My Pa instilled in me something I'll never be able to repay him for. He taught me that if you want to get good at something, you need to put your reps in.

During my 19 years under his roof, the thing I wanted to get good at was basketball.

From the time I was old enough to play till the day I moved out to move into my dorm room, my Pa always had me on a schedule. Even in the summer time when school was out, he'd come in and wake me up to go practice on my skills.

My routine was automatic, thanks to his conditioning. I knew what was coming everyday. The approach earned me a basketball scholarship.

However, looking back there was also a residue left behind from doing life this way - a poor result of a good habit if you will.

I perpetually began to color inside the lines at all times. The formula seemed perfect. I followed the rules. I asked to go the bathroom. I didn't question the recipe.

I clung tight to normative behavior and thought, "If it has worked before, it'll always work in the future." I didn't push my thinking to the edge.

And then, one day, for whatever reason, I realized that I lacked any real distinction. I didn't have a desire to be rogue without purpose, but I felt as though I had jumped into a river to join fish I didn't want to swim with.

What was the backbone of my approach to everything - discipline - turned me into a robot. Adhering to plans, procedures and routines to the tee without leaving any room for fresh thinking. No adventure. No novelty. No thrilling challenge.

With this realization, my fire turned into a flickering flame. Nobody else could see it, but I knew it. It felt like an insidious growth slowly taking over my immune system - sucking the violent passion right out of me.
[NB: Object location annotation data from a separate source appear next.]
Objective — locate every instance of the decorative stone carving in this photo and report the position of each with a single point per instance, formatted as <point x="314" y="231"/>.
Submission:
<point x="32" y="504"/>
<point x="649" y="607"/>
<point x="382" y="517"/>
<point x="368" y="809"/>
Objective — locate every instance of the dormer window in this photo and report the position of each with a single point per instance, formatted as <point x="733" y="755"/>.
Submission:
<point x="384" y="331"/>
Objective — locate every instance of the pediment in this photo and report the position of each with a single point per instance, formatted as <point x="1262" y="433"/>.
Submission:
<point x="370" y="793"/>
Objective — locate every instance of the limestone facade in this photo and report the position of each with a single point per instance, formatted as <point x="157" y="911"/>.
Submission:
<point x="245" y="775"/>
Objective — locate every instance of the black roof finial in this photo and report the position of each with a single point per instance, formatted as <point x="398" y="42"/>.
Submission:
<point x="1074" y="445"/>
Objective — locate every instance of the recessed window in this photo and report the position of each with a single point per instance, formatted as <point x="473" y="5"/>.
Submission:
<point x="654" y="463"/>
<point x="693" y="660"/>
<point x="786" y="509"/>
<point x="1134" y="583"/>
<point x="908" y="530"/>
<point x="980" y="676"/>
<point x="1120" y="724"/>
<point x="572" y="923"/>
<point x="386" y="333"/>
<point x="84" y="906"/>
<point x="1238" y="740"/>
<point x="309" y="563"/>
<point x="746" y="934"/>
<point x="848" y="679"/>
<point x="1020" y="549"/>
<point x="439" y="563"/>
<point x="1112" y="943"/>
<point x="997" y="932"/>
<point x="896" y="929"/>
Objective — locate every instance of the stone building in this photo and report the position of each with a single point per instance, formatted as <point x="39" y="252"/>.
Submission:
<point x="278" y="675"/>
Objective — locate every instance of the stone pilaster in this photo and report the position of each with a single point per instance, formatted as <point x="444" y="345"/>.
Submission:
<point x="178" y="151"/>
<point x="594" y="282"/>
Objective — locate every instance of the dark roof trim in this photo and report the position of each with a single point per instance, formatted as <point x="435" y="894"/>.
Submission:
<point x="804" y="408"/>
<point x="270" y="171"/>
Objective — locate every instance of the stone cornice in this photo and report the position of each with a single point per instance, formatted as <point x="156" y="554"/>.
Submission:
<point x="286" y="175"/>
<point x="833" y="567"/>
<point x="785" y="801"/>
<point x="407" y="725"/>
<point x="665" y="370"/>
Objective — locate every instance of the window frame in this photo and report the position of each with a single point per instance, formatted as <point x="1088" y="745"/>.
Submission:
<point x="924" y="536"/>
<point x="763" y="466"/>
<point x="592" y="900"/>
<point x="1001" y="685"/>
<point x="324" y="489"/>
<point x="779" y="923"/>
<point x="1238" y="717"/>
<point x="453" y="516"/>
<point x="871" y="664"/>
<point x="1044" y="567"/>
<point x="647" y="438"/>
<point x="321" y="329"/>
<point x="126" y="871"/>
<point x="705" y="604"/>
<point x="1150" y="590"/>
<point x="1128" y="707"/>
Think of a lion who has been caged for 10 years after being raised in the Serengeti. His rage is stripped from his soul - he gets feed on time every day, sleeps with no real outside threat, and never taps into his greatest strength of playing fearlessly in the wild.

As we age, we are more apt to cling to safety in the form of routine. It feels good - like a warm, cozy bed for our spirit. With this posture, it gets increasingly difficult to do things differently - to take more risks.

Not only do we forget that it's okay to color outside the lines, we often don't even think to do it. It's not even on our radar.

This posture of perennial conservatism has a knack to bleed into every corner of life.

And then, our existence becomes as dull as dish water.

I'm not shouting at you to become so open minded that your brain falls out.

Rather, I'm encouraging you to use boredom in a way that allows you to throw some elbows. The French novelist Gustave Flaubert said this:

Be regular and orderly in your life, so that you may be violent and original in your work. 

My upbringing taught me the importance of regularity and orderly behavior.

But I've learned that regularity and orderly behavior without violence or originality is like watching paint dry.

I'm learning how play fearlessly.

I'm getting better at breaking rules.

I'm fearful of a good, but somewhat uninteresting life.  And so, I'm unlearning how to be good in order to be violent.

Maybe it's time for you to do the same?